Chronic pelvic pain (CPP) is a complex condition of heterogeneous etiology. We hypothesize, in our single-center retrospective cohort of comprehensive electronic patient intake forms, that patients with pelvic pain will show a strong prevalence of sexual, urinary, gastrointestinal, psychological, and neurological symptomatology.

259 patients completed the electronic intake for our subspecialized adult Urogynecology and Reconstructive Pelvic Surgery (URPS) clinic. Of the 259 patients 114 reported “yes” to pelvic pain, and 138 reported “no”, the remaining 7 patients did not answer the survey. 38 (14.7%) were male, 215 (83%) female, and 6 (2.3%) identified as transgender. Statistical analysis included unpaired t-tests. Validated measures were: POPDI-6, autonomic symptom score, PHQ4 (anxiety and depression), UDI-6 (urinary symptoms), neuro-urological symptoms, PISQIR (sexual health and function), CRAD-8 (lower urinary tract symptoms, GUPI pain subscales/total and quality of life scores (genitourinary pain), AUASS (urinary symptoms) and SHIM (sexual health inventory).

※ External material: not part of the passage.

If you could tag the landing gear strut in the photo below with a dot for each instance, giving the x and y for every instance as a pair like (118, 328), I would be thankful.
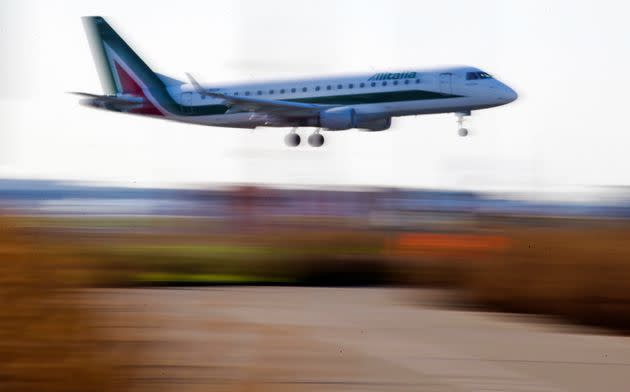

The results are attached as a table below.

Patients with pelvic pain reported significantly higher POPDI-6 scores (mean 39.4 ± 21.5 vs. 23.1 ± 18.3, respectively, t value -5.3, p value <0.001), autonomic symptoms (mean 6.7 ± 6.2 vs. 3.4 ± 3.5, respectively, t value = -4.1, p value < 0.001), PHQ-4 scores (mean 3.5 ± 3.3 vs. 1.8 ± 2.8, respectively, t value = -4.4, p value <0.001) compared to those without pelvic pain, higher urinary UDI-6 scores (mean 50.4 ± 24.9 vs. 40.1 ± 23.4, respectively, p value = 0.009, t value = -2.7), significantly more neuro-urological symptoms (mean 3.5 ± 2.7 vs. 1.6 ± 2.2, respectively, p value < 0.001, t value = -6.1) PISQR scores (mean 3.2 ± 0.7 vs. 3.6 ± 0.6, respectively, t value = -2.3, p value = 0.03), significantly higher CRAD-8 scores (mean 27.4 ± 20.7 vs. 21.0 ± 20.0, respectively, t value = -2.2, p value = 0.03), GUPI pain subscale scores (mean 12.8 ± 4.9 vs. 0.8, ± 1.1, respectively, t value = -24.5, p value <0.001) compared to those without pelvic pain, higher GUPI quality of life scores (mean 8.9 ± 2.9 vs. 3.9 ± 1.7, t value = -16.3, p value <0.001 and higher GUPI total scores (mean 4.7 ± 1.3 vs. 4.0 ± 1.6, respectively, t value = – 3.9, p value <0.001). Pelvic pain was not associated with AUASS and SHIM. (Table 1)

Our findings suggest a significant association between pelvic pain and sexual, urinary, bowel, pelvic, psychological, neurological and autonomic symptoms. A multidisciplinary approach is recommended when managing CPP in order to achieve optimal quality of life.